Sept jours après, Frédéric, qui avait profité de son séjour dans la ville pour raffermir l’alliance trop souvent rompue entre l’empire et la république, confirma les privilèges accordés aux Vénitiens par ses prédécesseurs, depuis le règne d’Othon le Grand. Un traité fixa les limites de leurs possessions; le droit d'aubaine fut aboli pour les personnes et pour les navires naufragés. Tout citoyen de Venise était affranchi d’exactions dans les ports et pouvait voyager librement dans l’empire. On se rendait mutuellement les fugitifs de condition non libre. Enfin, le doge s’obligeait à acquitter la redevance de cinquante livres vénitiennes de deniers (denariorum), d’autant de livres de poivre et d’un manteau, qu’au terme des anciens traités, la république devait payer annuellement en raison des privilèges qui lui étaient accordés. La paix fut jurée, avec engagement réciproque de la maintenir de bonne foi, et sans arrière-pensée. Enfin, le 17 septembre, avant de quitter Venise, l’empereur fit en personne le serment de garder lui-même et de faire observer dans tout l’empire les conditions de la paix avec le Saint-Siège, telles qu’elles avaient été convenues entre les cardinaux et les princes, mises par écrit et revêtues de leurs sceaux. Il ratifia en même temps la paix de quinze années avec le roi de Sicile et la trêve de six ans avec les Lombards. Après avoir ainsi satisfait à toutes ses promesses, il fit aux églises de riches présents, puis laissant à l’archevêque de Mayence le gouvernement de l’Italie, il se dirigea par Turin et le mont Cenis, vers le royaume d’Arles et la petite Bourgogne, où les affaires de ce pays le retinrent longtemps.

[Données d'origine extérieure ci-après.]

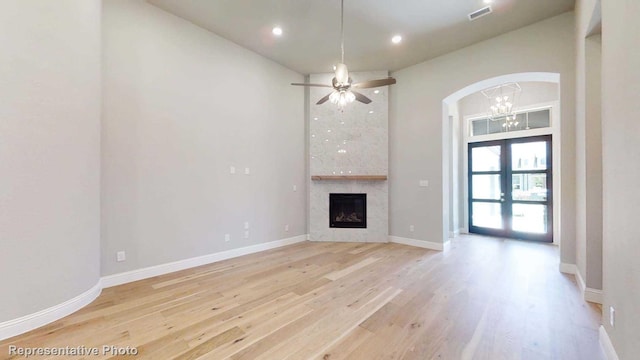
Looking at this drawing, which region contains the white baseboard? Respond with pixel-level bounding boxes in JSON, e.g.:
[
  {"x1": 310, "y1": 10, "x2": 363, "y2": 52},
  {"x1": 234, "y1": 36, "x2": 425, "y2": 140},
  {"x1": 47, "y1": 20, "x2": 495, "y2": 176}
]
[
  {"x1": 389, "y1": 236, "x2": 450, "y2": 251},
  {"x1": 599, "y1": 325, "x2": 619, "y2": 360},
  {"x1": 0, "y1": 281, "x2": 102, "y2": 340},
  {"x1": 102, "y1": 235, "x2": 306, "y2": 288},
  {"x1": 560, "y1": 263, "x2": 578, "y2": 275},
  {"x1": 560, "y1": 263, "x2": 603, "y2": 304},
  {"x1": 574, "y1": 266, "x2": 587, "y2": 292},
  {"x1": 584, "y1": 288, "x2": 604, "y2": 305}
]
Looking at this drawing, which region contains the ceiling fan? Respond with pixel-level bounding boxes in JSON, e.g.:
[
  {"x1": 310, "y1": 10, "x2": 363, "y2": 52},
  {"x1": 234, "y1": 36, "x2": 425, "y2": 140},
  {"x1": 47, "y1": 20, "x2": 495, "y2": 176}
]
[{"x1": 291, "y1": 0, "x2": 396, "y2": 107}]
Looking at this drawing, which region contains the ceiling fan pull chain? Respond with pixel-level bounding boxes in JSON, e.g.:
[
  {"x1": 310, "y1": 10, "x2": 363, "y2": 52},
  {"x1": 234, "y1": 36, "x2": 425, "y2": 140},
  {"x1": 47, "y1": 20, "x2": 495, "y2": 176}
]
[{"x1": 340, "y1": 0, "x2": 344, "y2": 64}]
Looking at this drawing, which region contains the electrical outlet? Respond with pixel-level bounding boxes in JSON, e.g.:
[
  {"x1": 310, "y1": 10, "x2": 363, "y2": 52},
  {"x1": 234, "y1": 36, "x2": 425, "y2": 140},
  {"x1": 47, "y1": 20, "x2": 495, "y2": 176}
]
[{"x1": 609, "y1": 306, "x2": 616, "y2": 327}]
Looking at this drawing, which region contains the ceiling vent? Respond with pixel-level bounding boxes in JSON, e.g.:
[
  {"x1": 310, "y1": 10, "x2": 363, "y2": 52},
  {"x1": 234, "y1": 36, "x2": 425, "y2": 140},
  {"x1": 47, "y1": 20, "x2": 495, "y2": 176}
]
[{"x1": 468, "y1": 6, "x2": 493, "y2": 21}]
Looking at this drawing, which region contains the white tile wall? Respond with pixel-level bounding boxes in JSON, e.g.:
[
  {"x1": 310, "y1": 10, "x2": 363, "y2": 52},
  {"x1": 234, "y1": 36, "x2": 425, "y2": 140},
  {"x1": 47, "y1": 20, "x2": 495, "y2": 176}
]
[{"x1": 309, "y1": 71, "x2": 389, "y2": 242}]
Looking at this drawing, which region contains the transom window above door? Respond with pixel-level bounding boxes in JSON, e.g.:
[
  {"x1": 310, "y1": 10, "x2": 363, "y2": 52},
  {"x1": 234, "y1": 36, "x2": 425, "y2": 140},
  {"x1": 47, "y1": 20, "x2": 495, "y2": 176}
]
[{"x1": 469, "y1": 108, "x2": 551, "y2": 137}]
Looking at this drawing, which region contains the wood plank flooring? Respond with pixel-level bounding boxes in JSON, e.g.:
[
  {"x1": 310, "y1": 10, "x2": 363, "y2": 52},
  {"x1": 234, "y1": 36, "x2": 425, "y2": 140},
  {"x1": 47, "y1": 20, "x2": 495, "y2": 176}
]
[{"x1": 0, "y1": 236, "x2": 604, "y2": 360}]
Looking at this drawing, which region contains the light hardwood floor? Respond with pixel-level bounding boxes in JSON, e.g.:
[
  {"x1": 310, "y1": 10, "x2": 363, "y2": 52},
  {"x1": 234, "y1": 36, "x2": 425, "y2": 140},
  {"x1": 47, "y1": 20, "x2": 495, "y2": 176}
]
[{"x1": 0, "y1": 236, "x2": 603, "y2": 360}]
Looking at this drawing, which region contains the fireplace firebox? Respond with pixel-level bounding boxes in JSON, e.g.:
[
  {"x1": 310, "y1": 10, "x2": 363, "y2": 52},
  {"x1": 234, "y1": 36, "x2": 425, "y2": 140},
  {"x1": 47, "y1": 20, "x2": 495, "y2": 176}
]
[{"x1": 329, "y1": 194, "x2": 367, "y2": 229}]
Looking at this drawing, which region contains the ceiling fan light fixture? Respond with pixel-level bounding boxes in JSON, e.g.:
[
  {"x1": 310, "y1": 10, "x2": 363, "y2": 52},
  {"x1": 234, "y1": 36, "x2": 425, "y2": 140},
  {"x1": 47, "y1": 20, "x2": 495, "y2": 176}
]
[
  {"x1": 335, "y1": 64, "x2": 349, "y2": 85},
  {"x1": 329, "y1": 90, "x2": 356, "y2": 108}
]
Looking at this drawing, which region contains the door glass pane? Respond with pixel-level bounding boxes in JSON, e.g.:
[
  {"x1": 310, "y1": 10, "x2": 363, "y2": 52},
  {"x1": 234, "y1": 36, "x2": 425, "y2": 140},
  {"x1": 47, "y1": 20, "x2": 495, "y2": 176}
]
[
  {"x1": 511, "y1": 141, "x2": 547, "y2": 170},
  {"x1": 471, "y1": 174, "x2": 501, "y2": 200},
  {"x1": 471, "y1": 202, "x2": 502, "y2": 229},
  {"x1": 510, "y1": 204, "x2": 547, "y2": 234},
  {"x1": 512, "y1": 174, "x2": 547, "y2": 201},
  {"x1": 471, "y1": 145, "x2": 500, "y2": 171}
]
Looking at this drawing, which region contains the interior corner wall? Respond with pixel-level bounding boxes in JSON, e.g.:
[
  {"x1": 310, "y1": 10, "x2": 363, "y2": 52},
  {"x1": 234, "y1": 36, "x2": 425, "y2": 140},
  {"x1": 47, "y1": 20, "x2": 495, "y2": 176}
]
[
  {"x1": 575, "y1": 0, "x2": 602, "y2": 289},
  {"x1": 101, "y1": 0, "x2": 307, "y2": 276},
  {"x1": 389, "y1": 12, "x2": 575, "y2": 256},
  {"x1": 602, "y1": 0, "x2": 640, "y2": 359},
  {"x1": 0, "y1": 0, "x2": 101, "y2": 323}
]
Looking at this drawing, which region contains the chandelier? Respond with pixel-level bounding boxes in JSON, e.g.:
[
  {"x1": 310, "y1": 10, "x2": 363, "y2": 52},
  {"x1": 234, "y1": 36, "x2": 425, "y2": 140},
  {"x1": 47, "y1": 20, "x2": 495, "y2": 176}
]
[{"x1": 481, "y1": 82, "x2": 522, "y2": 130}]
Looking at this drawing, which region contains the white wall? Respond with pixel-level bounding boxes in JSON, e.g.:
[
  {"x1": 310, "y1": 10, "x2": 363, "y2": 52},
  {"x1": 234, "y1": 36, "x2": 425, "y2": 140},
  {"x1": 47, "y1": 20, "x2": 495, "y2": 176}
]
[
  {"x1": 102, "y1": 0, "x2": 307, "y2": 275},
  {"x1": 602, "y1": 0, "x2": 640, "y2": 359},
  {"x1": 389, "y1": 13, "x2": 575, "y2": 263},
  {"x1": 0, "y1": 0, "x2": 101, "y2": 323},
  {"x1": 576, "y1": 0, "x2": 602, "y2": 296}
]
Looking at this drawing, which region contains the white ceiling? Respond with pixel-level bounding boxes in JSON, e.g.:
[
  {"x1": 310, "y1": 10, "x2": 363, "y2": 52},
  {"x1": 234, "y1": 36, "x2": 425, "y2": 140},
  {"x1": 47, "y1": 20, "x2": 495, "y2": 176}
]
[{"x1": 147, "y1": 0, "x2": 575, "y2": 74}]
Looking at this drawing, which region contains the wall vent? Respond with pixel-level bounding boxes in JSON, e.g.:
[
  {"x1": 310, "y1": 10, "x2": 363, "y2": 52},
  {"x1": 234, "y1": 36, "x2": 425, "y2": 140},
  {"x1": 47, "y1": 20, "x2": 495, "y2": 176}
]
[{"x1": 468, "y1": 6, "x2": 493, "y2": 21}]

Un mois plus tard, le pape lui-même monta avec sa suite sur des galères de la république, et après une heureuse traversée, il prit terre, le 29 octobre, à Siponte en Capitanate, d’où il gagna Anagni. Les Romains firent auprès de lui de grandes instances pour qu’il vint se fixer au milieu d’eux. Non contents de lui promettre sûreté entière pour sa personne, ils offrirent de faire serment de fidélité à l’Église et de lui rendre les droits régaliens qu’elle revendiquait. Alexandre, cédant à leurs sollicitations, rentra bientôt après dans la ville; il y reçut de si grandes marques de respect et de joie, que de mémoire d’homme accueil semblable n’avait été fait à aucun de ses prédécesseurs.

Frédéric Barberousse était âgé de cinquante-six ans lorsqu’il signa la paix de Venise. Désabusé des projets de conquêtes qui avaient occupé son âge mûr, il voulait consacrer sa vieillesse à affermir la fortune de sa famille, à fixer la couronne impériale dans la maison de Hohenstaufen. De son mariage avec Béatrix de Bourgogne, il avait eu cinq fils et deux filles Henri, l’aîné de tous, alors âgé de douze ans, avait été proclamé roi des Romains en 1169. Le second, nommé Frédéric, avait reçu en même temps l’investiture du duché de Souabe : les trois derniers ne jouissaient d’aucun apanage; Philippe, le plus jeune, comptait à peine un an; on le destinait au sacerdoce.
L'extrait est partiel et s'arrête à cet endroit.